An administrator at NASA, Jim Bridenstine, recently posted a concept clip of the drone on Twitter. The idea of a helicopter flying the skies of another planet is thrilling. If this little helicopter works as intended, it will set the stage for future, more complex rotorcrafts created to act as scouts that can explore and map regions of Mars where scientists can't even dream to send a rover. The still-unnamed Mars helicopter will be the first heavier-than-air craft to fly on another planet.
The helicopter is being developed at NASA's Jet Propulsion Laboratory in Southern California. It took four years of testing and tweaking to make the first prototype of the Mars-bound helicopter.
The drone itself weighs 1.8kg (just under 4lbs) while the dual, counter-rotating blades will be spinning at 3000RPM, around 10x faster than a regular helicopter. However, it's no secret that these rovers are not the most agile of tools nor are they the easiest to maneuver through the rocky terrains of Mars.
The Martian helicopter also features another innovation: it's powered by solar cells that charge lithium batteries.
That said, it is also worth noting that NASA has said if the flight demonstration is not successful, there won't be any effect on how the next Mars rover goes about its job.

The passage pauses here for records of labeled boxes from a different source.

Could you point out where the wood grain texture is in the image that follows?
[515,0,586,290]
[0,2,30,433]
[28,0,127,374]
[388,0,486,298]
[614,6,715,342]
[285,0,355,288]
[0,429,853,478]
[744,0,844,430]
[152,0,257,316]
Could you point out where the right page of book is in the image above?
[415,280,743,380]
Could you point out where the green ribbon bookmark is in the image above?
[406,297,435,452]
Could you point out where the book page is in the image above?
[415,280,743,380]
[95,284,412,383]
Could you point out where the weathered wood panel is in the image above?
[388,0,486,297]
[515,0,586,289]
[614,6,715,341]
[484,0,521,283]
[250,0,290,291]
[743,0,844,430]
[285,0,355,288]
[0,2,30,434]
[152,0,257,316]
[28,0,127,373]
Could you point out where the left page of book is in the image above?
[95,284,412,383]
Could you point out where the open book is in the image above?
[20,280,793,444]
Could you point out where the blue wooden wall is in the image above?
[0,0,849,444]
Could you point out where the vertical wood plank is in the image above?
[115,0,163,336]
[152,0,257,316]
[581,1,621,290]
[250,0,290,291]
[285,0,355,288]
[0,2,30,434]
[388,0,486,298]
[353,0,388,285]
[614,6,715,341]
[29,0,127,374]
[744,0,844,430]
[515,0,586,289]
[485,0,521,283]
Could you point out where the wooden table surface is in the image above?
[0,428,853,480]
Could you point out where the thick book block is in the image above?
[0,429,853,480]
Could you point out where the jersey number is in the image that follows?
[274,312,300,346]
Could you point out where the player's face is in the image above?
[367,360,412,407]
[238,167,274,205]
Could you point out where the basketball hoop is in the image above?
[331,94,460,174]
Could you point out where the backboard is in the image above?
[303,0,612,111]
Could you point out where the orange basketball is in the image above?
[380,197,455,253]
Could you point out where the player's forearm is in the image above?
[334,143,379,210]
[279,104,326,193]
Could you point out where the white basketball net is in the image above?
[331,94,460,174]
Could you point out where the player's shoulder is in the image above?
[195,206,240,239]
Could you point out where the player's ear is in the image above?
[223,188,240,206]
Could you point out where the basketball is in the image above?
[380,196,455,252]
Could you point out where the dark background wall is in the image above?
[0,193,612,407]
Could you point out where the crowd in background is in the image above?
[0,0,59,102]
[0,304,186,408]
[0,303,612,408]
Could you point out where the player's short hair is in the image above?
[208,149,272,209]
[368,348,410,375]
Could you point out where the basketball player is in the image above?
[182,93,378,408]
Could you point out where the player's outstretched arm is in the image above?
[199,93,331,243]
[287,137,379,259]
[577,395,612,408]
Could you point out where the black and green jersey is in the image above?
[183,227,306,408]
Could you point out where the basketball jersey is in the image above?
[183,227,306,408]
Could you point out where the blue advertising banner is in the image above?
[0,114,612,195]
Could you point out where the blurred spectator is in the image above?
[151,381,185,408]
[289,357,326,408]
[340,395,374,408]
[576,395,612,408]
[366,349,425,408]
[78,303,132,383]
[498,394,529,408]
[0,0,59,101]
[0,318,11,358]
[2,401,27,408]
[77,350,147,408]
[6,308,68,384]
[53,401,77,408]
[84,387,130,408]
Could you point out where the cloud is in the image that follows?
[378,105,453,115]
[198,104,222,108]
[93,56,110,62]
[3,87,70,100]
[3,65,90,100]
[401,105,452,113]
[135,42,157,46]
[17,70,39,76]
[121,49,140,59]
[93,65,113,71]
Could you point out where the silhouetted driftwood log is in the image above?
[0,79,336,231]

Now, for the first time, NASA wants to send a helicopter to Mars, which is meant to fly in very rarefied Martian atmosphere.
"To make it fly at that low atmospheric density, we had to scrutinise everything, make it as light as possible while being as strong and as powerful as it can possibly be". NASA has tested the helicopter prototype in a Mars-like atmosphere, proving that it will be able to take flight on the red planet.
"We don't have a pilot and Earth will be several light minutes away, so there is no way to joystick this mission in real time", said Aung. Instead, the machine is created to receive pre-programmed commands from Earth, then execute them on its own, always autonomously navigating the environment in real-time.
The helicopter will attempt up to five flights, going farther and operating for longer each time - up to a few hundred meters and 90 seconds, officials said. Its first flight is meant to be short: just a 10-foot climb for 30 seconds before returning to the ground.
"Though the agency already has an orbiter lurking in space, it is way high up". The agency said in their statement if the technology demonstration doesn't work, the Mars 2020 mission won't be impacted - but if it does, "helicopters may have a real future as low-flying scouts and aerial vehicles to access locations not reachable by ground level".
If a child sees the Curiosity rover on Mars and hears how slow its progress is over the planet, they might be thinking a somewhat obvious question: why don't we just send a helicopter there? "With the added dimension of a bird's-eye view from a 'marscopter, ' we can only imagine what future missions will achieve".
Mars 2020 is slated to launch in July of that year on United Launch Alliance's Atlas V rocket from Cape Canaveral Air Force Station in Florida, and the mission should arrive at Mars in February 2021.
The rover will conduct geological assessments of its landing site on Mars, determine the habitability of the environment, search for signs of ancient Martian life, and assess natural resources and hazards for future human explorers. If the program works as NASA expects, the agency would have a whole new way to explore the Martian surface.